Background: New tools are needed to determine the pancreatic cysts that require surgical resection. This study aimed to evaluate whether next-generation sequencing (NGS) is useful for identifying mucinous, malignant, or pre-malignant cysts leading to surgery.

Methods: Laboratory, cytological, and histological data from 97 patients with worrisome features on imaging or an unclear pancreatic cystic lesion (PCL) who were indicated for further investigation and who underwent endoscopic ultrasound (EUS) and fine-needle aspiration (FNA) between 2018 and 2022 were analyzed. A multidisciplinary team evaluated MRI, CT, EUS-FNA, and NGS findings.

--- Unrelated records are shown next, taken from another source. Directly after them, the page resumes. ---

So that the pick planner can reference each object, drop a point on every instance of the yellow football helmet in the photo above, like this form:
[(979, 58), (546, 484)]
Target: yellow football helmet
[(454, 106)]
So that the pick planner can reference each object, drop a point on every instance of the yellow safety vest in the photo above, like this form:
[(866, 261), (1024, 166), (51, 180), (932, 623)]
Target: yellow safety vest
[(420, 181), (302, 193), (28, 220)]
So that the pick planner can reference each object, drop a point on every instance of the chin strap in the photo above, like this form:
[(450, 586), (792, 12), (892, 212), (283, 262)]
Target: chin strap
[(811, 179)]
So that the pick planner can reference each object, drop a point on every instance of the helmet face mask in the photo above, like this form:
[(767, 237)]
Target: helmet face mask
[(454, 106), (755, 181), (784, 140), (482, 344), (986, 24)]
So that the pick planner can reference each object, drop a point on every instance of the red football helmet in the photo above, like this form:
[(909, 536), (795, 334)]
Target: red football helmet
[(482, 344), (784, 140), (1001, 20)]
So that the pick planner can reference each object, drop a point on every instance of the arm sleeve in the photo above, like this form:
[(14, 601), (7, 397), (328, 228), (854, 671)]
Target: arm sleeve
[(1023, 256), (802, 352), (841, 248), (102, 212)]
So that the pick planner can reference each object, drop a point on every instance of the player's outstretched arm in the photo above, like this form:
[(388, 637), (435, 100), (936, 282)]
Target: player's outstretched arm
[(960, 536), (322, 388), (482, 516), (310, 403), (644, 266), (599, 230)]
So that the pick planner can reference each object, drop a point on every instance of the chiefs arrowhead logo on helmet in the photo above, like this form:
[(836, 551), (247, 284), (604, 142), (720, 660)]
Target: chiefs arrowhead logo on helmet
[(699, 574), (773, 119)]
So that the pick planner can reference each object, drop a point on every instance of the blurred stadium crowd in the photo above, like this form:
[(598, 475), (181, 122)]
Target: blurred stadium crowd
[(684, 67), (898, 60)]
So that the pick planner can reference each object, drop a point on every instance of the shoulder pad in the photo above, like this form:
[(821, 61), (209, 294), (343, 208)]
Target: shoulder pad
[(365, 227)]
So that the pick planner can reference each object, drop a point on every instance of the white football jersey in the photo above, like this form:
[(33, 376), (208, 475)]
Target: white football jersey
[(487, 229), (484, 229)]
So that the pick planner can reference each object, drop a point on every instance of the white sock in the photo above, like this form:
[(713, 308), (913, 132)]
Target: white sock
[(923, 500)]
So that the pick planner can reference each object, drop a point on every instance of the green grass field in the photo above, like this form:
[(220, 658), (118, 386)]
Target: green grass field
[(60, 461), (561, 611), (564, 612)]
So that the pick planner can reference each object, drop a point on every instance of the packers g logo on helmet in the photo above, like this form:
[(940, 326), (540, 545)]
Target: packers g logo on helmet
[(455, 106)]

Results: Among the 40 mucinous cysts, 53 % had KRAS and/or GNAS mutations, yielding a sensitivity of 53 % and specificity of 92 % compared to 33 and 100 % for cytology and 53 and 89 % for cystic fluid CEA. Combining NGS findings with CEA levels increased sensitivity and specificity in detecting mucinous lesions to 78 and 87 %, respectively. Surgically treated high-grade dysplasia PCLs did not show worrisome mutations in cyst fluid, while 80 % of the malignant lesions had mutations typical for advanced lesions. The advanced neoplasias showed 95 % specificity for worrisome gene mutations, with the highest diagnostic accuracy observed for NGS mutations, achieving an AUC of 0.777 in the ROC curve analysis compared to 0.631 for CEA. Patients with worrisome gene mutations were offered surgical treatment. NGS results contributed to the decision to operate in 11 out of 23 cases. In 71 % of all cases, NGS supported the diagnosis, with 3 % false positives and 12 % false negatives.

Conclusions: NGS analysis of pancreatic cyst fluid demonstrates high specificity and may serve as an additional diagnostic tool to CEA. Combining cystic fluid CEA and NGS increases the accuracy in determining whether a lesion is mucinous and NGS showed a higher diagnostic accuracy in advanced lesions compared to CEA. While the absence of alarming NGS findings should not preclude surgical treatment, patients with alarming mutations should be considered for surgery.